What you're really eating when you order fried chicken

In view of the vast advertising campaign that will be launched in the Mother City on Heritage Day by Hungry Lion, I thought it may be relevant to compare the nutritional value of various ready-to-eat chicken dishes.

World Record attempt

Hungry Lion will attempt to break the Guinness World Record for the world’s largest serving of fried chicken by distributing 11,000 pieces weighing more than 1,1 tonnes (1,100 kg) of fried chicken to residents at the Liberty Mall in Mitchells Plain, Cape Town on the 24th of September this year. Each donated chicken portion will be accompanied by a donation of 330 ml of free Coca-Cola.

While the Hungry Lion company may well be in a bid to break the previous world record which is held by KFC when they served 907 kg of fried chicken four years ago in Kentucky to celebrate the 70th birthday of the Colonel’s empire, the South African event will probably also be a masterful advertising exercise.

Conflict of emotions

This exercise has me feeling totally conflicted. On the one hand, I am all for South Africans having a well deserved day in the sun to relax and celebrate their heritage, but what is this World Record attempt going to do to their eating habits? And surely deep-fried chicken is not part of our South African heritage, but belongs to the legacy of the USA?

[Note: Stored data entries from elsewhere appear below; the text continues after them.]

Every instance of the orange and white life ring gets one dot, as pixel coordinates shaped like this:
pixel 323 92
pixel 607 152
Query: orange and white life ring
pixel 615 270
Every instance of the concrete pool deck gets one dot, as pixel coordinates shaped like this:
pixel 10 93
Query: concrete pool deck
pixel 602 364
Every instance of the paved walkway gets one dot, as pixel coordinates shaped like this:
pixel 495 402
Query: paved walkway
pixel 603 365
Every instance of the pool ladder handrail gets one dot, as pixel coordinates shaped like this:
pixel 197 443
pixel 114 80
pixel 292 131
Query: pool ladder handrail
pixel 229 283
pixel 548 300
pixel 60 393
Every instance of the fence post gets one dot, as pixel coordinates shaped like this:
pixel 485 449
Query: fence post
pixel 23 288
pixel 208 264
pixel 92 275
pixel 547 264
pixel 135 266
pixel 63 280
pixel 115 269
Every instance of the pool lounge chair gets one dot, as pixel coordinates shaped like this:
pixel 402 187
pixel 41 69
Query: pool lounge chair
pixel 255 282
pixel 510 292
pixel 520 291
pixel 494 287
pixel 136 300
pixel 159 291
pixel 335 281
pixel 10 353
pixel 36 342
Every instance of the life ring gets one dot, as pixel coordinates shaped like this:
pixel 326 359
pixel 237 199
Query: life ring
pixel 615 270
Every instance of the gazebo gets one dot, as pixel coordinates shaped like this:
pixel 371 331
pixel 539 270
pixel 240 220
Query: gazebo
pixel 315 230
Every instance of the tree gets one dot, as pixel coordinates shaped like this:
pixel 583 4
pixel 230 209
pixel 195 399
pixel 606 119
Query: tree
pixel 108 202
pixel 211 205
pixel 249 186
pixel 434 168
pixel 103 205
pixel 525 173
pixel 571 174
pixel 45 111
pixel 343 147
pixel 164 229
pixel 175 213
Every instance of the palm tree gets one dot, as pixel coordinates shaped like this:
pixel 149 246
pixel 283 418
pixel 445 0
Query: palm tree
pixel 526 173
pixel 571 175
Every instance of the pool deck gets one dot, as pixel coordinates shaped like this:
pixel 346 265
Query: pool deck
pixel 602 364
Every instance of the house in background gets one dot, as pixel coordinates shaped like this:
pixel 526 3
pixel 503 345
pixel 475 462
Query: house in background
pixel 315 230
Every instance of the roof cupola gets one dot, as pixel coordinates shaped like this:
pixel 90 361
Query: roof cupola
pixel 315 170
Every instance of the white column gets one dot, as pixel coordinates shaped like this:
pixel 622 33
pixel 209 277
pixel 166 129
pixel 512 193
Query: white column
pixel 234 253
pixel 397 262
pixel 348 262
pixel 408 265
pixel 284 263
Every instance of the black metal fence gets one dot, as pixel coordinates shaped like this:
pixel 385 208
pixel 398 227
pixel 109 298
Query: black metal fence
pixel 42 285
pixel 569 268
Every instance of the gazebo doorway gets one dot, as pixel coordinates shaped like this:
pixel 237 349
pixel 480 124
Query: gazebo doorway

As a nutritionist I am also worried at the choice of items selected for this challenge. I would be happier if the participants were being given grilled chicken and a drink that does not contain sugar and flavourants. So to sort this problem out in my own mind, I had a look at the nutritional value of chicken prepared in different ways and the energy value of carbonated cold drinks.

Read: What exactly is in that chicken nugget?

Selection of data

It is important to keep in mind that the values listed below are not set in stone and that a great many factors can influence the nutritional value of foods. In relation to chicken dishes the following factors may play a role:

1. The cut or section of chicken
Different cuts or sections of the chicken can have quite different values, e.g. roasted chicken breast without the skin has a much lower energy value than dark meat roasted with skin, namely 722 kJ/100g versus 1059 kJ/100g respectively. In other words the presence or absence of the skin and the type of meat (light or dark) can increase the energy values dramatically (in this example by 337 kJ/100g or nearly 50%).

2. Deboned or not

The presence or absence of bone in a portion of chicken will also influence the energy and nutrient contents. Because of the bone, a drumstick will provide a smaller portion of meat than a chicken breast which is solid meat.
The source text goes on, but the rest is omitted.